In these times of COVID-19, there are the usual suspects: shortenings like “sanny” (hand sanitizer) and “iso” (isolation), abbreviations like BCV (before corona virus) and WFH (working from home), also compounds “corona moaner” (the whingers) and “zoombombing” (the intrusion into a video conference).

Plenty of nouns have been “verbed” too — the toilet paper/pasta/tinned tomatoes have been “magpied”. Even rhyming slang has made a bit of a comeback with Miley Cyrus lending her name to the virus (already end-clipped to “the Miley”).

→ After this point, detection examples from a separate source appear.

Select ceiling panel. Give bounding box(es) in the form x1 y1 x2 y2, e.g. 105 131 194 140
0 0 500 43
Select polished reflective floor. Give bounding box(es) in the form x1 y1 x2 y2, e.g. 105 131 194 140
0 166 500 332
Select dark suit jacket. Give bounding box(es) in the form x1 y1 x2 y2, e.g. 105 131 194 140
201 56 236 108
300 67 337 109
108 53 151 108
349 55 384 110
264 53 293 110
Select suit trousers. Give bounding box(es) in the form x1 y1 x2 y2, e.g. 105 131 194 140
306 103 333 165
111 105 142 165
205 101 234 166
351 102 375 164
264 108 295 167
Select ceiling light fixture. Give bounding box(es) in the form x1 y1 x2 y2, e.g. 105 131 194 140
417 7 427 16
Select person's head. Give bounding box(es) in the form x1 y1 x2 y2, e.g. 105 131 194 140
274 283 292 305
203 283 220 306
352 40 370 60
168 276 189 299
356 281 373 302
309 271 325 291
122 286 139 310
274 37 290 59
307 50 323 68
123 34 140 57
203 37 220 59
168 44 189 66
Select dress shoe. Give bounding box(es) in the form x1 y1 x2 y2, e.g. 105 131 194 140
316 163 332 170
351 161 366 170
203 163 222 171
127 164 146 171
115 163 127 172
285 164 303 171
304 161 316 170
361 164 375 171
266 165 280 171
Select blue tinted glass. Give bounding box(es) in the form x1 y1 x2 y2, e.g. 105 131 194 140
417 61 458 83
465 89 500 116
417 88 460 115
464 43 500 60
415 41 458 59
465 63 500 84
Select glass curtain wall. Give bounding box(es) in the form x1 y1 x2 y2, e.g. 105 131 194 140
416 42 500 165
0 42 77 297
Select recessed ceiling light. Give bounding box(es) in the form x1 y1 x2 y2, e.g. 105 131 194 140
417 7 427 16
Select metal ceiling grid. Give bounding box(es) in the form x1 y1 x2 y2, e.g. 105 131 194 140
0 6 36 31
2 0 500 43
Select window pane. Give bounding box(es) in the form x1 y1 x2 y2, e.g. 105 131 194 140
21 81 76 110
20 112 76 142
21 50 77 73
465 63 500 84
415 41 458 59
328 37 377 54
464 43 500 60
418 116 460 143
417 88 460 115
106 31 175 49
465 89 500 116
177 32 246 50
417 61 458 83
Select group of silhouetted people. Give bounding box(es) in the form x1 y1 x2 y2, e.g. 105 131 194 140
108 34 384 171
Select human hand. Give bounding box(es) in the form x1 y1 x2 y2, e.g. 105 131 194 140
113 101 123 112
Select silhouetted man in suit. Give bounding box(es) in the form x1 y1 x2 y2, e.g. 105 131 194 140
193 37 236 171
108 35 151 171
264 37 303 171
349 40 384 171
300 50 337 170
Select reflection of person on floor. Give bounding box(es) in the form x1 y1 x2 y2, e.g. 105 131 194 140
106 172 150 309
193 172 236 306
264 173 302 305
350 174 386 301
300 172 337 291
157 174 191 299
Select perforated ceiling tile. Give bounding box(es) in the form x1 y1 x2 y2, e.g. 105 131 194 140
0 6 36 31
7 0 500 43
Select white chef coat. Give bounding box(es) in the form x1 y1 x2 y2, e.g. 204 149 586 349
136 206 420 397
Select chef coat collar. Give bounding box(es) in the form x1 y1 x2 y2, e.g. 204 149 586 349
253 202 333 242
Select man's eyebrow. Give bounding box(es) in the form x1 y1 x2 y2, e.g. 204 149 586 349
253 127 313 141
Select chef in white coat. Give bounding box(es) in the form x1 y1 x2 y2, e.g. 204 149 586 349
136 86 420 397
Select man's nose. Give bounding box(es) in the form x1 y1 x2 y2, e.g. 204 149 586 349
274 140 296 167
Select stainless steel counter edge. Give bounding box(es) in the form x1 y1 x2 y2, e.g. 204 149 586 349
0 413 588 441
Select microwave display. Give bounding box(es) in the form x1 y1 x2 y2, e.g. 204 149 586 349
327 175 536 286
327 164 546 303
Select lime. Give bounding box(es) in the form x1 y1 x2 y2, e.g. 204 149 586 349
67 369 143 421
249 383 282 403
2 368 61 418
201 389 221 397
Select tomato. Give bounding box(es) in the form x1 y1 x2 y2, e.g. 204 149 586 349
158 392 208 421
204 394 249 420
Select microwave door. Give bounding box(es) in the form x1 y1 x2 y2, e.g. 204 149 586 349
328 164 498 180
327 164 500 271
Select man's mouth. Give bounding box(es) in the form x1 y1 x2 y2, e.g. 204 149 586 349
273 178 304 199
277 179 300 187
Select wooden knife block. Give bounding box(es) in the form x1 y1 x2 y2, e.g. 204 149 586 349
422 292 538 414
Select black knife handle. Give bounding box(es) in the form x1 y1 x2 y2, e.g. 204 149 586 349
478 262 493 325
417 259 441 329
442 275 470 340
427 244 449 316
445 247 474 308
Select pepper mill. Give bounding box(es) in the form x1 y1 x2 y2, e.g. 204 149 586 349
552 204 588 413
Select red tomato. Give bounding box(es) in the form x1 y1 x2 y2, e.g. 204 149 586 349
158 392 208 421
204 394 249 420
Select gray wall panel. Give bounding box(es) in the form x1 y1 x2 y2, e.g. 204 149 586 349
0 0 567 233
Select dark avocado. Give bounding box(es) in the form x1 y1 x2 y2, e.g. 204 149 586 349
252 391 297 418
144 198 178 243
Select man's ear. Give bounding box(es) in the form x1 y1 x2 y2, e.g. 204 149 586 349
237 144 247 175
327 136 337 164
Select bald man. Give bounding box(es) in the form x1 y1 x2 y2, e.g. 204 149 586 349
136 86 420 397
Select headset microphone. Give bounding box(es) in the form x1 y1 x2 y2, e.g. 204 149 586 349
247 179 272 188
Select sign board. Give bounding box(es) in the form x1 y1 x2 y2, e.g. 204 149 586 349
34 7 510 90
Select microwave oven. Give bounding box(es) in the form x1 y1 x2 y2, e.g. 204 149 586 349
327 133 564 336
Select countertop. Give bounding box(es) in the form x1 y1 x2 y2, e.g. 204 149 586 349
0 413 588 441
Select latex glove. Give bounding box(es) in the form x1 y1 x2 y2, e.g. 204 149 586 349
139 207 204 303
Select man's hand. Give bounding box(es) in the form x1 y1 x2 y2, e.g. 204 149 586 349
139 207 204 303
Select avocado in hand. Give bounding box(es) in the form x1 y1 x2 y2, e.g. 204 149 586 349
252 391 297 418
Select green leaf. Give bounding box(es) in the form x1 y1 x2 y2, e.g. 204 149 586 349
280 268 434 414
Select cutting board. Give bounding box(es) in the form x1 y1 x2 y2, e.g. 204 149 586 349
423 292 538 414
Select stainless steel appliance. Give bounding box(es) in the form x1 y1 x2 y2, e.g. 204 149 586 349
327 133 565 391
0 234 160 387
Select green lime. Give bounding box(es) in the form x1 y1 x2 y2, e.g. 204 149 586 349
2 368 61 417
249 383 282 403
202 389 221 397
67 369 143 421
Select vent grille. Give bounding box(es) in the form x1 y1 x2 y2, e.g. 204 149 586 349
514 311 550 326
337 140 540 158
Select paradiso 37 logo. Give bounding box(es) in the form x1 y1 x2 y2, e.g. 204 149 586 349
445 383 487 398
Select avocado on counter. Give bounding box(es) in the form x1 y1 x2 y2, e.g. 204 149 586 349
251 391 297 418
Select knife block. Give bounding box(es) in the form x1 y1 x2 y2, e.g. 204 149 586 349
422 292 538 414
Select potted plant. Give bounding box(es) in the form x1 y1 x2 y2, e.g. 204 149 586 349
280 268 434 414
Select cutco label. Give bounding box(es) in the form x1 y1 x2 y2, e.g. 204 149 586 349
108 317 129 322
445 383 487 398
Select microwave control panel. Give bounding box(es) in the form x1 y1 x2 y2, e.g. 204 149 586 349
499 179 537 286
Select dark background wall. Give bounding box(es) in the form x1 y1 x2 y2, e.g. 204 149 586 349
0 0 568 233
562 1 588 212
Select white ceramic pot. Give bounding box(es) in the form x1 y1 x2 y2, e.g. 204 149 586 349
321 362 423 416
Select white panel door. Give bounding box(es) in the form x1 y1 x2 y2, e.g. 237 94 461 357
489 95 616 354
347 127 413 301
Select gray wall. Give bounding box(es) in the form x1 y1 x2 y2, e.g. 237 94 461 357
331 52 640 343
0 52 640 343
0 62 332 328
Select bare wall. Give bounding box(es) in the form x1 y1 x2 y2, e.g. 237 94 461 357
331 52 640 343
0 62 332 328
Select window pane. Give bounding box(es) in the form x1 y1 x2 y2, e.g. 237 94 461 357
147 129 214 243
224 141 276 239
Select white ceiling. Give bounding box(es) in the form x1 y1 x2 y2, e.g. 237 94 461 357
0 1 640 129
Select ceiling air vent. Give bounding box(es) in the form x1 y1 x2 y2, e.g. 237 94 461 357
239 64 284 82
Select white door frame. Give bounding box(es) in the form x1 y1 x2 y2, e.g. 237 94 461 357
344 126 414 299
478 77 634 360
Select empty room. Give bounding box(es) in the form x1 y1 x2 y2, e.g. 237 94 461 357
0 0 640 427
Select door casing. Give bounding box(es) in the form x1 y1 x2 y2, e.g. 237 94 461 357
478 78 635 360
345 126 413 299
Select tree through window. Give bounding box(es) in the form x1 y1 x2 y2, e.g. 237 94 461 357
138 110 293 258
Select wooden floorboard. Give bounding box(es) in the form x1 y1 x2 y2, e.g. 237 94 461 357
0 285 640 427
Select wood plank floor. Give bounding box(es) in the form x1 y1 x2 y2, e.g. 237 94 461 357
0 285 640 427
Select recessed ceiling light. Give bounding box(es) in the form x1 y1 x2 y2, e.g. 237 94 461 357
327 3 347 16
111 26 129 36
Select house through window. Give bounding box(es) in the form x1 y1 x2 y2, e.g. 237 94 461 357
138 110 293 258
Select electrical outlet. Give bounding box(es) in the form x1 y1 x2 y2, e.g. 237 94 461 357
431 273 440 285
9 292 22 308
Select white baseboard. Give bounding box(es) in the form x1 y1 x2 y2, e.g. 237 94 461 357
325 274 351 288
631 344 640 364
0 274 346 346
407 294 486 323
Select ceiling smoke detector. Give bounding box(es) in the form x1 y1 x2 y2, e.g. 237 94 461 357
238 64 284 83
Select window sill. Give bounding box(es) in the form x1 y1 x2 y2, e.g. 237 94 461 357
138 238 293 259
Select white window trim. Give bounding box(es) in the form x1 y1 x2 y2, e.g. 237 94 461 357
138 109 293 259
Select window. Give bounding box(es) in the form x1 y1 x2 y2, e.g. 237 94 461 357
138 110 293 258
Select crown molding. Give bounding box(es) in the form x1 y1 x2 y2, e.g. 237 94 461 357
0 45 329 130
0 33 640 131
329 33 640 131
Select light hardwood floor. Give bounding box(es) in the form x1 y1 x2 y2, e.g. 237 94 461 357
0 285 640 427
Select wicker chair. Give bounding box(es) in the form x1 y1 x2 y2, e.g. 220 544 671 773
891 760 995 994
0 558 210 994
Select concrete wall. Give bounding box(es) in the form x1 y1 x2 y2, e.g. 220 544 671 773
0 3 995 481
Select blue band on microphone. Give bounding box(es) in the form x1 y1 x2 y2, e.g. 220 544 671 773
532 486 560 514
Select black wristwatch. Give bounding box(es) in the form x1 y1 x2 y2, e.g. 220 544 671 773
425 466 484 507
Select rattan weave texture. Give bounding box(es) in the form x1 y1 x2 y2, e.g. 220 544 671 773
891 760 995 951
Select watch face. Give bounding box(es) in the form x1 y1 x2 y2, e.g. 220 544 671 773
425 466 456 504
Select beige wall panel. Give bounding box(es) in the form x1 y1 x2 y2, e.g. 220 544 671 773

Some combine more than one process — “the isodesk” (or is that “the isobar”) is where many of us are currently spending our days.



Linguist Tony Thorne, has a list of new language, writing beneath the headline: “CORONASPEAK – the language of Covid-19 goes viral”. Here are some from his glossary coined by an excited media:



Coronaverse (Guardian) – the now prevailing socio-economic order





Quarantimes – a hashtag or label for the prevailing circumstances under lockdown due to the coronavirus pandemic

Viral anxiety (New Statesman) – fear and uncertainty, sometimes excessive, due to the COVID-19 outbreak and its ramifications

The coronopticon (Economist) – the notion of a national or global system of surveillance and control

Contagion chivalry (New York Times) – an act or acts of selflessness during confinement

Coronaphobia (Daily Mail) – fear experienced by the public at the prospect of having to return to work, send children back to school, use public transport, etc.